Todd Wilcox, New JailMedicine Editor, The Seton I&D Technique

Hi, my name is Todd R. Wilcox, MD and I want to introduce myself as the incoming editor of jailmedicine.com.  I have followed Dr. Keller’s work and this website since it was first published and I’ve been a big fan of the level of practicality and informative insights he has brought to the practice of medicine in correctional facilities.  I hope to be able to continue that trend and to broaden the input with some additional specialists who see incarcerated patients and manage their unique healthcare needs.  I have worked in correctional healthcare as a physician for 26 years and I am the medical director of the Salt Lake County Jail System in Salt Lake City, UT.  I completed my undergraduate work at Duke University and then attended medical school at Vanderbilt University School of Medicine.  I also have a Masters of Business Administration from the University of Utah.

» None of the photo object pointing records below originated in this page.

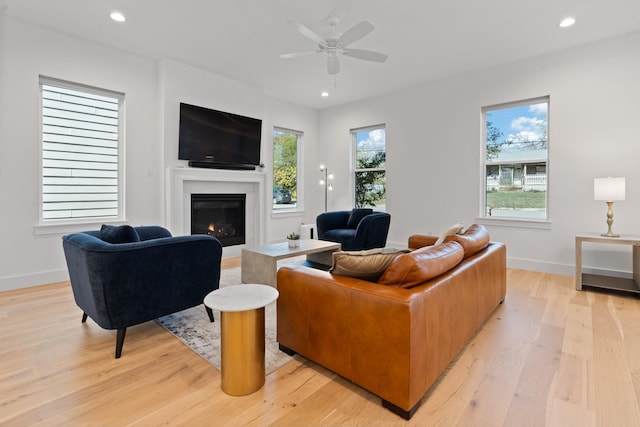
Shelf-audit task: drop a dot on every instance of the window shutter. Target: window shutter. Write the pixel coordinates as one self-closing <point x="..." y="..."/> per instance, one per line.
<point x="80" y="135"/>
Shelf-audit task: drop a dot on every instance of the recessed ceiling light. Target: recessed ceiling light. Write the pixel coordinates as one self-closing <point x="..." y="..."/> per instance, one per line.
<point x="118" y="17"/>
<point x="567" y="22"/>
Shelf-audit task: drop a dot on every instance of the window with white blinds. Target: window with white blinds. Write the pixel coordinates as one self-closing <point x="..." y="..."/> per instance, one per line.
<point x="81" y="129"/>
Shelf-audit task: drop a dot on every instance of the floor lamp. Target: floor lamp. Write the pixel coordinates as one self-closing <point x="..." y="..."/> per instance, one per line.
<point x="324" y="180"/>
<point x="609" y="190"/>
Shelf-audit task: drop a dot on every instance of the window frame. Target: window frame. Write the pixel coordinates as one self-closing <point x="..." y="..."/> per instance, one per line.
<point x="356" y="170"/>
<point x="511" y="221"/>
<point x="299" y="205"/>
<point x="55" y="225"/>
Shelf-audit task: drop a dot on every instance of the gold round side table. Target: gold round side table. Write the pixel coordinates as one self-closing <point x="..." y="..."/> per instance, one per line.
<point x="242" y="335"/>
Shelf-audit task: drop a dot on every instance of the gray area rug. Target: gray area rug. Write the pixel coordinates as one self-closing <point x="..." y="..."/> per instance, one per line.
<point x="192" y="327"/>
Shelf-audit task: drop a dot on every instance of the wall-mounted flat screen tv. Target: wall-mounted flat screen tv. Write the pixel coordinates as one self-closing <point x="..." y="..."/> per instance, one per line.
<point x="212" y="138"/>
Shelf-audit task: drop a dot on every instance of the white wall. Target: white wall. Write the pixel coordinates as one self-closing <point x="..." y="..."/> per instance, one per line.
<point x="31" y="255"/>
<point x="433" y="149"/>
<point x="183" y="83"/>
<point x="432" y="133"/>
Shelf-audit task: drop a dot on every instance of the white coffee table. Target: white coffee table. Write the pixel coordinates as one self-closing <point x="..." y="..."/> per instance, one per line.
<point x="260" y="264"/>
<point x="241" y="335"/>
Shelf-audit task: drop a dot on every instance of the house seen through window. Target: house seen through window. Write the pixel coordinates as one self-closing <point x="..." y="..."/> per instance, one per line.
<point x="286" y="151"/>
<point x="515" y="147"/>
<point x="81" y="138"/>
<point x="370" y="167"/>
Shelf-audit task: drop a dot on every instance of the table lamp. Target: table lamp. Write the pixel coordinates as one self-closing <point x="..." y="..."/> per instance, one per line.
<point x="610" y="190"/>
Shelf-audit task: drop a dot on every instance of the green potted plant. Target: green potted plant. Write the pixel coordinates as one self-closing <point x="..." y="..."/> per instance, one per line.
<point x="294" y="240"/>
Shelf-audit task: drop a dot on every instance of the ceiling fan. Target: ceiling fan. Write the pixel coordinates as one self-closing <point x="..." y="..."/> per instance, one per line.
<point x="334" y="44"/>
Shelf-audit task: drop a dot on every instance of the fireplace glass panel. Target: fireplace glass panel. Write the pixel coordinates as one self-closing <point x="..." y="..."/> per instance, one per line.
<point x="219" y="215"/>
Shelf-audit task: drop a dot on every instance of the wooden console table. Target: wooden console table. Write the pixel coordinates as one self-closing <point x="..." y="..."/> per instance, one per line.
<point x="630" y="284"/>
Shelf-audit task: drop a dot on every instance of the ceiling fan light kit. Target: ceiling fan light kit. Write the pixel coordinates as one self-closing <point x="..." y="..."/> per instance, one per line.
<point x="333" y="44"/>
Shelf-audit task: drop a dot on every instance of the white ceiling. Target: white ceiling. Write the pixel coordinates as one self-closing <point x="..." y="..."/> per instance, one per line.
<point x="424" y="39"/>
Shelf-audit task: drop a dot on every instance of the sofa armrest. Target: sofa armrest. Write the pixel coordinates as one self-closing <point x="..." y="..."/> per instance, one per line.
<point x="419" y="241"/>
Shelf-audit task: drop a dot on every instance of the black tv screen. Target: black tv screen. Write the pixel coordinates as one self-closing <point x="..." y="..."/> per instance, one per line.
<point x="218" y="138"/>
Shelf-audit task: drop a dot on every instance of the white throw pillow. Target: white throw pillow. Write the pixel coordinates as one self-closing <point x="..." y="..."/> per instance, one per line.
<point x="454" y="229"/>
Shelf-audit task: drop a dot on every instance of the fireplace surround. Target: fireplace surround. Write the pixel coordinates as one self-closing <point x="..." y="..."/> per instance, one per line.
<point x="182" y="182"/>
<point x="219" y="215"/>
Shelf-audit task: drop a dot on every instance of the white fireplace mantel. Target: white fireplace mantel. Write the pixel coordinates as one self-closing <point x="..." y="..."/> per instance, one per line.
<point x="183" y="181"/>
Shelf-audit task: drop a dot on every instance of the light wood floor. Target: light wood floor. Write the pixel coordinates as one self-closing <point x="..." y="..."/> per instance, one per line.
<point x="548" y="356"/>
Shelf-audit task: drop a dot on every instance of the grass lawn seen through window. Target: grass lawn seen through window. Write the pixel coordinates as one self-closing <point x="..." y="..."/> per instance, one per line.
<point x="516" y="199"/>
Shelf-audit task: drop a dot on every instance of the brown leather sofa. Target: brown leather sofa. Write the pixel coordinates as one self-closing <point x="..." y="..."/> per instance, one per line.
<point x="392" y="340"/>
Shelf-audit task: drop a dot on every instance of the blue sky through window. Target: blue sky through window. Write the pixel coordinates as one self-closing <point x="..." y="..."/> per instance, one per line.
<point x="519" y="123"/>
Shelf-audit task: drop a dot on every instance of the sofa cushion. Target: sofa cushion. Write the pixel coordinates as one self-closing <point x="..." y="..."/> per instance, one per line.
<point x="356" y="216"/>
<point x="414" y="268"/>
<point x="119" y="234"/>
<point x="365" y="265"/>
<point x="454" y="229"/>
<point x="473" y="240"/>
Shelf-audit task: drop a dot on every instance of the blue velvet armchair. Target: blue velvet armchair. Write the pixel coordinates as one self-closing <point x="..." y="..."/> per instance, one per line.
<point x="357" y="229"/>
<point x="123" y="276"/>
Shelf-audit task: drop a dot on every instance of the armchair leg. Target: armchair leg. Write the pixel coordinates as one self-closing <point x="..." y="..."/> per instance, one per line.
<point x="120" y="341"/>
<point x="210" y="313"/>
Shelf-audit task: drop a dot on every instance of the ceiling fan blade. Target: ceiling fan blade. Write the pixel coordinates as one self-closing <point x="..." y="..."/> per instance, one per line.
<point x="298" y="54"/>
<point x="367" y="55"/>
<point x="333" y="64"/>
<point x="307" y="32"/>
<point x="356" y="32"/>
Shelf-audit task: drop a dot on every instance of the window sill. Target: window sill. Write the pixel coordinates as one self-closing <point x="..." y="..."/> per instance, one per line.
<point x="540" y="224"/>
<point x="44" y="229"/>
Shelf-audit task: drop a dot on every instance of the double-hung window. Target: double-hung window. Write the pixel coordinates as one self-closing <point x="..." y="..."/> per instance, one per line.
<point x="286" y="157"/>
<point x="370" y="176"/>
<point x="515" y="157"/>
<point x="81" y="144"/>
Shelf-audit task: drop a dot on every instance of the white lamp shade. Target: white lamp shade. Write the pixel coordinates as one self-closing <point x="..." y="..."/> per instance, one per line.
<point x="609" y="189"/>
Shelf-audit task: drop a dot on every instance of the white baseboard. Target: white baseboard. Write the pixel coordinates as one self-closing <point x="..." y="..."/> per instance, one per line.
<point x="35" y="279"/>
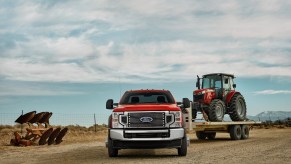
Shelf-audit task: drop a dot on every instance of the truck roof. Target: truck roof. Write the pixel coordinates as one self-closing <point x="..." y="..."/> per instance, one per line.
<point x="225" y="74"/>
<point x="149" y="90"/>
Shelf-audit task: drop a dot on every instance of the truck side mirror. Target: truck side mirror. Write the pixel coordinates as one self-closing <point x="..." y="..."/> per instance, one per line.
<point x="186" y="103"/>
<point x="198" y="82"/>
<point x="109" y="104"/>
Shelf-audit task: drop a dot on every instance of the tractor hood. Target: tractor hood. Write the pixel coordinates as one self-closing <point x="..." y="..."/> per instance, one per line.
<point x="203" y="91"/>
<point x="147" y="107"/>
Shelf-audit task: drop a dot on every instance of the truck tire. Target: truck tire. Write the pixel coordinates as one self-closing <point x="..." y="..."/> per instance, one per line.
<point x="245" y="132"/>
<point x="237" y="108"/>
<point x="201" y="135"/>
<point x="111" y="151"/>
<point x="211" y="136"/>
<point x="182" y="151"/>
<point x="235" y="132"/>
<point x="216" y="110"/>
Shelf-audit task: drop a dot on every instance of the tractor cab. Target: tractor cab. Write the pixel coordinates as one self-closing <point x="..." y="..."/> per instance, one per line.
<point x="220" y="84"/>
<point x="217" y="96"/>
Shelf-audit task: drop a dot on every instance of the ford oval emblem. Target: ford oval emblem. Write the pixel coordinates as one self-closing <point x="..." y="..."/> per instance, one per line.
<point x="146" y="119"/>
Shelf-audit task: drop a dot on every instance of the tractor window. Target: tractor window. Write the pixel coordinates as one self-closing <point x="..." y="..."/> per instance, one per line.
<point x="212" y="81"/>
<point x="227" y="83"/>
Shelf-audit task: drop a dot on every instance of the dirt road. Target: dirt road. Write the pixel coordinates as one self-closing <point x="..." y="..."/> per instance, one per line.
<point x="263" y="146"/>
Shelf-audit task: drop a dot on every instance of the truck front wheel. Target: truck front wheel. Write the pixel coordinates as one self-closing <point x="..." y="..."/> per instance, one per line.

I am board certified in Urgent Care Medicine and my clinical interests include wound care, pain management, orthopedic injuries, and HIV medicine.  I am a frequent lecturer at NCCHC, ACA, AJA, and the National Sheriff’s Association and I look forward to engaging with colleagues who are similarly interested in the challenges of delivering healthcare to our incarcerated patients.  

Skin Abscess Treatment with the Seton Technique

In correctional health settings, we encounter a lot of skin abscesses on various parts of the body. The traditional technique of doing an incision and drainage (I&D) of an abscess has many limitations which has prompted the development of a new technique called a seton placement. This technique originally started with the colorectal surgeons who were treating pilonidal cysts and peri-rectal abscesses and it has been adopted for skin abscesses by the emergency medicine physicians.

A traditional I&D is generally accomplished using lidocaine infiltrated into the skin and into the abscess cavity and then a number 11 or 15 blade is used to open up the entire abscess and squeeze all of the pus out which then creates a cavity that needs to be packed. While this technique is effective and is the traditional treatment for skin abscesses, there are many limitations for using this technique in a correctional setting.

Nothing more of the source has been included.